The story begins with a defeat. In the late tenth century, Chola kings from southern India conquered Anuradhapura, Sri Lanka's ancient capital, and shifted the island's administrative center to Polonnaruwa - a more strategically defensible location in the dry zone interior. For decades, Sinhalese rulers fought to reclaim their sovereignty. King Vijayabahu I finally drove the Cholas out in 1070, establishing the Kingdom of Polonnaruwa and restoring Sinhalese rule over the island. Vijayabahu chose to keep Polonnaruwa as his capital rather than return to Anuradhapura, recognizing its advantages: proximity to the eastern ports, natural defenses, and the agricultural wealth of the surrounding plains fed by ancient irrigation systems.
Parakramabahu I, who reigned from 1153 to 1186, was the kingdom's most ambitious ruler. He unified the entire island under one crown for the first time - no small feat in a land where regional lords had long maintained semi-independent power. Then he looked beyond Sri Lanka's shores. His armies intervened in a civil war in the Pandya country of southern India, seizing Pandya Nadu and establishing military administration alongside the allied Vira Pandyan. His currency, the Kahapana, was struck in Indian territories. Rameshwaram came under joint Sinhalese and Pandyan rule. But the expansion overreached. The Chola empire struck back, and by 1182, Polonnaruwa's forces had been driven from the Indian mainland - Chola records describe Sinhalese soldiers fleeing into the sea. The overseas adventure ended in humiliation, though the domestic achievements endured.

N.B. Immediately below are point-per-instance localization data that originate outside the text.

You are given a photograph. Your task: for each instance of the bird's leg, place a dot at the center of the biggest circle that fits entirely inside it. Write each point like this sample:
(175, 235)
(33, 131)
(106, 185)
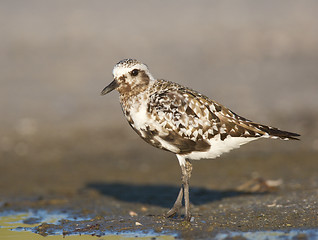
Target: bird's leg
(186, 175)
(177, 205)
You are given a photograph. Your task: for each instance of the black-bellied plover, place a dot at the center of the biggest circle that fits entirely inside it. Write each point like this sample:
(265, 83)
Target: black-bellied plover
(180, 120)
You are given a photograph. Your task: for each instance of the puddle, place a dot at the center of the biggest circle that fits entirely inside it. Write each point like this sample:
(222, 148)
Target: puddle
(54, 225)
(309, 234)
(24, 225)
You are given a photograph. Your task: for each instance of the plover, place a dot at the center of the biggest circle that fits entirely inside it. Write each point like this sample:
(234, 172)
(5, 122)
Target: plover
(180, 120)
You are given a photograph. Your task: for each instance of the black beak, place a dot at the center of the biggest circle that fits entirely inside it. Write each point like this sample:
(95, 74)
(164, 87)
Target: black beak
(113, 85)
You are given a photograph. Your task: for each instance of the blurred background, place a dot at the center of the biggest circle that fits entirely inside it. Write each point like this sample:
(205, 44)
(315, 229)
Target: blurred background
(258, 58)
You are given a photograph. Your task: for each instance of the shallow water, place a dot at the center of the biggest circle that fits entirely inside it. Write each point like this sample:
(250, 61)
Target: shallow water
(15, 225)
(18, 225)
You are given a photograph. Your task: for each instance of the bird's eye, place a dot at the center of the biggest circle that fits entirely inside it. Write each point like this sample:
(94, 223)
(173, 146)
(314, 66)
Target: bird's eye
(134, 72)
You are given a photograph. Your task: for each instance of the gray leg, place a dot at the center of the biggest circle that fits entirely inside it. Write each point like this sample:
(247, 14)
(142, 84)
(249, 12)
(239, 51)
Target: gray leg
(177, 205)
(186, 173)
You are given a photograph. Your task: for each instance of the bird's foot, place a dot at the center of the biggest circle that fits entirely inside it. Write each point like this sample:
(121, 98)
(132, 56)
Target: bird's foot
(173, 211)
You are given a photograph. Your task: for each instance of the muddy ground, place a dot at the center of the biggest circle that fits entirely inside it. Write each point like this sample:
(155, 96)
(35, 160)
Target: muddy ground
(65, 148)
(133, 183)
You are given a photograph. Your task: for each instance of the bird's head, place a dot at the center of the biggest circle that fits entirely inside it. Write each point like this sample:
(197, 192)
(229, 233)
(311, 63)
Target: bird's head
(129, 75)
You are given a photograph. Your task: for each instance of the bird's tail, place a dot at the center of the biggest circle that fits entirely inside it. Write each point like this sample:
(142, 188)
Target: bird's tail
(273, 132)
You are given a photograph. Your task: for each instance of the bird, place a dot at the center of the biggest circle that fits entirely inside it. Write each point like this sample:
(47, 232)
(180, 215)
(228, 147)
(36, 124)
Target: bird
(180, 120)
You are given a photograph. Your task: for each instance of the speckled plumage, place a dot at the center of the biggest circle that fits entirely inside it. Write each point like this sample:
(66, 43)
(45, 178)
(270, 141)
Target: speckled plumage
(180, 120)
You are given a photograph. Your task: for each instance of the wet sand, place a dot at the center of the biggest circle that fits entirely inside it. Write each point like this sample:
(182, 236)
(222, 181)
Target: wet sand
(64, 148)
(135, 184)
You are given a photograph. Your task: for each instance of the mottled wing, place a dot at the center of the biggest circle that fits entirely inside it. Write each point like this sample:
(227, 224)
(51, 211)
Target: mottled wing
(186, 123)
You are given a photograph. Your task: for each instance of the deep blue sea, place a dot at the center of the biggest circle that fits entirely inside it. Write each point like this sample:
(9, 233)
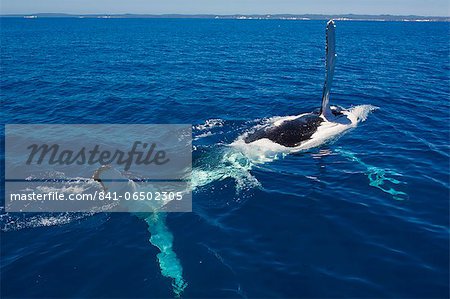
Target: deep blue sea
(365, 216)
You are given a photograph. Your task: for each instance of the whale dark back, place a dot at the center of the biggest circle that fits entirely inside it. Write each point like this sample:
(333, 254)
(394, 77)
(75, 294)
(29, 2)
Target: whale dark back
(290, 133)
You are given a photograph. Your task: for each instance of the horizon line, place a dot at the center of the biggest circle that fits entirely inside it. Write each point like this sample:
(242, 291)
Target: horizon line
(225, 15)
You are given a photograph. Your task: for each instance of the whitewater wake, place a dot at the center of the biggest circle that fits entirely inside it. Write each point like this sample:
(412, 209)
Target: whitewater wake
(233, 161)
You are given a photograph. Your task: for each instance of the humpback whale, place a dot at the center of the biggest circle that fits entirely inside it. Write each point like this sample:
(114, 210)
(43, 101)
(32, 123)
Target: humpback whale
(298, 131)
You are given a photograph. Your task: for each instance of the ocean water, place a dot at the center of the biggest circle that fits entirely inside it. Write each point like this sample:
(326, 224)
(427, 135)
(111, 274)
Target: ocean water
(364, 216)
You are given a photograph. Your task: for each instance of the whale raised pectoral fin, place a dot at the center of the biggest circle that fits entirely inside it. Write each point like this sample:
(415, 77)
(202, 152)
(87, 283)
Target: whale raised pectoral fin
(325, 110)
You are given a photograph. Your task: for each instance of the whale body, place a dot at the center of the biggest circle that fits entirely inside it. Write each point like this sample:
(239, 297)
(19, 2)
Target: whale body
(297, 132)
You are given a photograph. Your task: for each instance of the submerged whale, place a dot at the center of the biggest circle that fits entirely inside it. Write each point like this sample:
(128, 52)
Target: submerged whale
(309, 129)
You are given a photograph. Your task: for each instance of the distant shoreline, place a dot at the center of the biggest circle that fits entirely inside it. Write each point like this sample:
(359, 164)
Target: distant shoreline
(343, 17)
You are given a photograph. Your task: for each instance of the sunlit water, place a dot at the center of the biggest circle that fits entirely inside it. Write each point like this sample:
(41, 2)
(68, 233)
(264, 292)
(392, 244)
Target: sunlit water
(363, 216)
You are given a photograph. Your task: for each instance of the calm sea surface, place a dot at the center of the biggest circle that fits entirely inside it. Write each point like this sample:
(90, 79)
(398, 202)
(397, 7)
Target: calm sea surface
(366, 216)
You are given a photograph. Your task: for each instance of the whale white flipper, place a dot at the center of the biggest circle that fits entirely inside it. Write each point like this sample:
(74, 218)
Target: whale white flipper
(325, 110)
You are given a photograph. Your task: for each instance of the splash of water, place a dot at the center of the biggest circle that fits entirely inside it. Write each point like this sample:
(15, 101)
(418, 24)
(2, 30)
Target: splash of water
(378, 178)
(162, 238)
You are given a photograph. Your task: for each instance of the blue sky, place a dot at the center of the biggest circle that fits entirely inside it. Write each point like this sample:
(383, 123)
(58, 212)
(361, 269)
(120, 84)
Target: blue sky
(398, 7)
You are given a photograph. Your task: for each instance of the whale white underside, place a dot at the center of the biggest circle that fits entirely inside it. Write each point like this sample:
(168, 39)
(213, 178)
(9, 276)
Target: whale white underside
(327, 131)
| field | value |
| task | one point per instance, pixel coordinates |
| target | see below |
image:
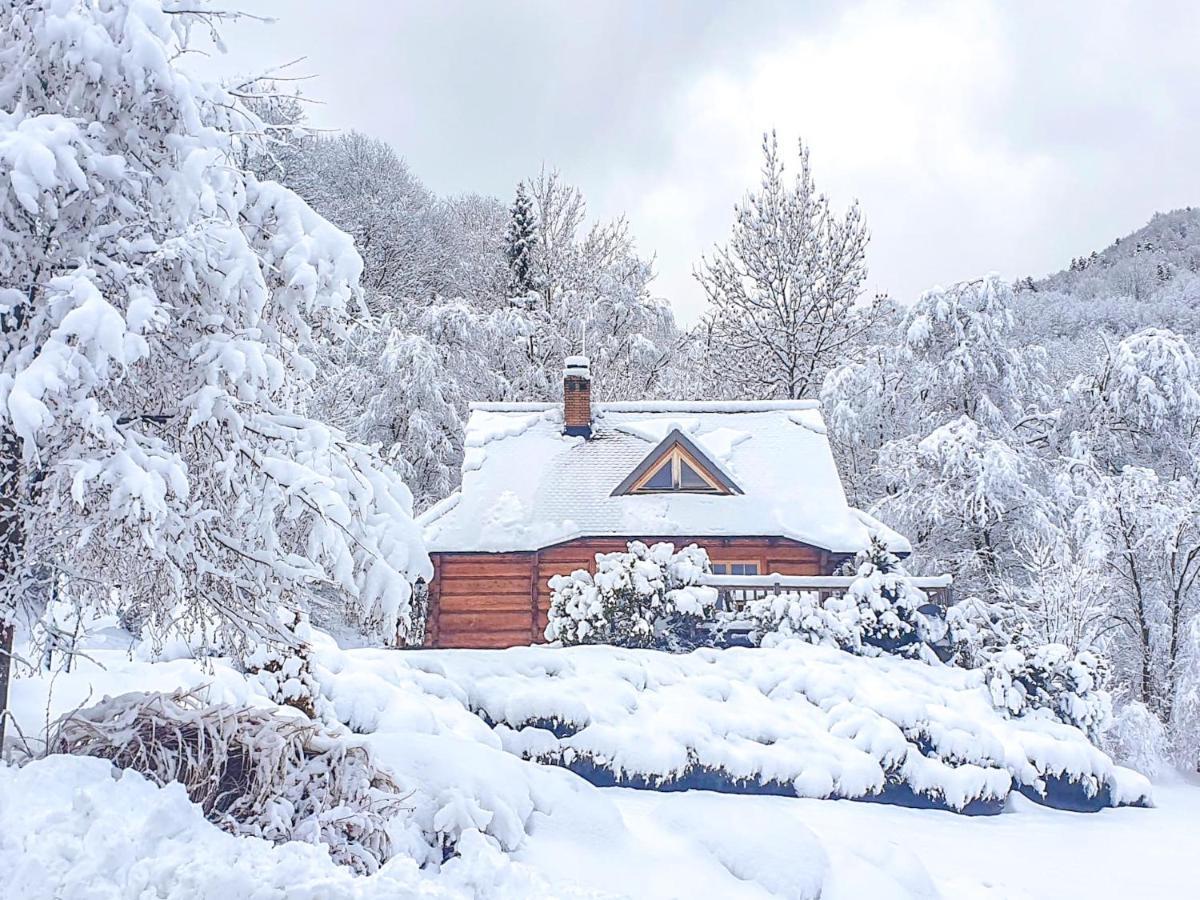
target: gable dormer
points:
(677, 466)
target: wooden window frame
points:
(673, 457)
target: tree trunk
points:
(10, 553)
(5, 671)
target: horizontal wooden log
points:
(451, 621)
(495, 585)
(486, 603)
(486, 641)
(483, 565)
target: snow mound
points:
(795, 720)
(70, 828)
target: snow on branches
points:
(880, 612)
(647, 597)
(156, 315)
(252, 772)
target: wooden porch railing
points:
(736, 591)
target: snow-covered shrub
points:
(803, 615)
(1138, 739)
(283, 667)
(880, 612)
(251, 771)
(1051, 677)
(647, 597)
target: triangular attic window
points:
(676, 466)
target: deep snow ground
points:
(531, 831)
(1024, 853)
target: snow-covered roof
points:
(527, 486)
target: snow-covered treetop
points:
(157, 309)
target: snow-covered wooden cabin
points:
(546, 486)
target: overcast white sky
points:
(978, 136)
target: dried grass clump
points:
(251, 771)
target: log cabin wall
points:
(483, 600)
(491, 600)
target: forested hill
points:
(1149, 279)
(1161, 257)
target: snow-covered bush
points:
(1053, 677)
(1138, 739)
(880, 612)
(647, 597)
(283, 667)
(251, 771)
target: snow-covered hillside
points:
(816, 719)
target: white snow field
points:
(822, 721)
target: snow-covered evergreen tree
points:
(159, 305)
(521, 244)
(941, 427)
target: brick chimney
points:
(577, 396)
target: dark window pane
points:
(690, 479)
(661, 479)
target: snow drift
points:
(802, 720)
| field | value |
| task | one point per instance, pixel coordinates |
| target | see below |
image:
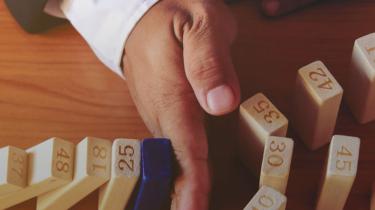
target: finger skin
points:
(156, 78)
(207, 36)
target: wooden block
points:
(13, 170)
(50, 166)
(317, 101)
(339, 174)
(156, 178)
(277, 158)
(267, 198)
(126, 164)
(360, 84)
(259, 119)
(92, 169)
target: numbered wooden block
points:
(316, 104)
(259, 119)
(156, 178)
(267, 198)
(92, 169)
(13, 170)
(126, 164)
(50, 166)
(360, 84)
(277, 158)
(339, 174)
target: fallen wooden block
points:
(267, 198)
(13, 170)
(50, 166)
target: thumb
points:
(207, 39)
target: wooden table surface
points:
(52, 85)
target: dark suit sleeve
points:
(31, 16)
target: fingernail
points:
(220, 99)
(271, 6)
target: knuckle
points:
(174, 95)
(208, 71)
(202, 19)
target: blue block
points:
(156, 174)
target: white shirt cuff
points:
(106, 25)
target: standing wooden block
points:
(339, 173)
(259, 119)
(156, 178)
(277, 158)
(126, 164)
(267, 198)
(50, 166)
(316, 104)
(92, 169)
(13, 170)
(360, 84)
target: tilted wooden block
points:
(13, 170)
(50, 165)
(339, 174)
(277, 158)
(92, 169)
(360, 84)
(156, 177)
(126, 164)
(267, 198)
(259, 119)
(317, 100)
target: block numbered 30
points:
(259, 119)
(276, 163)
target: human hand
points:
(177, 61)
(280, 7)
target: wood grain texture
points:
(52, 85)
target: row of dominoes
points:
(338, 175)
(316, 103)
(59, 174)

Parakramabahu's greatest legacy was not military but hydraulic. The Parakrama Samudra - the Sea of Parakrama - is one of the largest ancient reservoirs in the world, an engineering project that transformed the dry zone landscape into productive farmland. The kingdom's wealth flowed from these irrigation works, which supported the rice agriculture that fed a sophisticated urban civilization. Polonnaruwa itself became a city of remarkable architecture: the Vatadage, a circular relic house of extraordinary stone carving; the Gal Vihara, where four enormous Buddha figures were carved from a single granite face; the Lankatilaka, a towering brick temple. The artistic and architectural achievements of the Polonnaruwa period represent a high point in Sri Lankan civilization.
The kingdom did not die in a single blow but unraveled over decades. After Parakramabahu I, the royal court descended into factional warfare - competing claimants backed by Pandyan and Kalinga factions tore at the fabric of centralized rule. Nissanka Malla, who reigned from 1187 to 1196, attempted to revive the kingdom's grandeur, but his successors lacked the capacity to hold it together. In 1215, Kalinga Magha, an invader from the Eastern Ganga Dynasty, captured Polonnaruwa. His reign was brutal enough to drive the Sinhalese court southward, abandoning the dry zone capitals permanently. The great city fell silent. Jungle reclaimed the reservoirs and temples. It was not until British-era archaeologists arrived in the nineteenth century that the scale of what had been built - and lost - began to emerge from the undergrowth.
Located at 7.93°N, 81.00°E in Sri Lanka's North Central Province. From altitude, the most visible landmark is the Parakrama Samudra - the massive ancient reservoir west of the ruins, appearing as a large lake. The ancient city ruins spread north of the modern town. The terrain is flat dry zone, contrasting with the central highlands visible to the southwest. Nearest airports include China Bay at Trincomalee (VCCT) approximately 100 km north. Colombo Bandaranaike International Airport (VCBI/CMB) is approximately 220 km southwest. The landscape bears the fingerprints of ancient hydraulic engineering - tanks, canals, and reservoirs visible from even moderate altitude.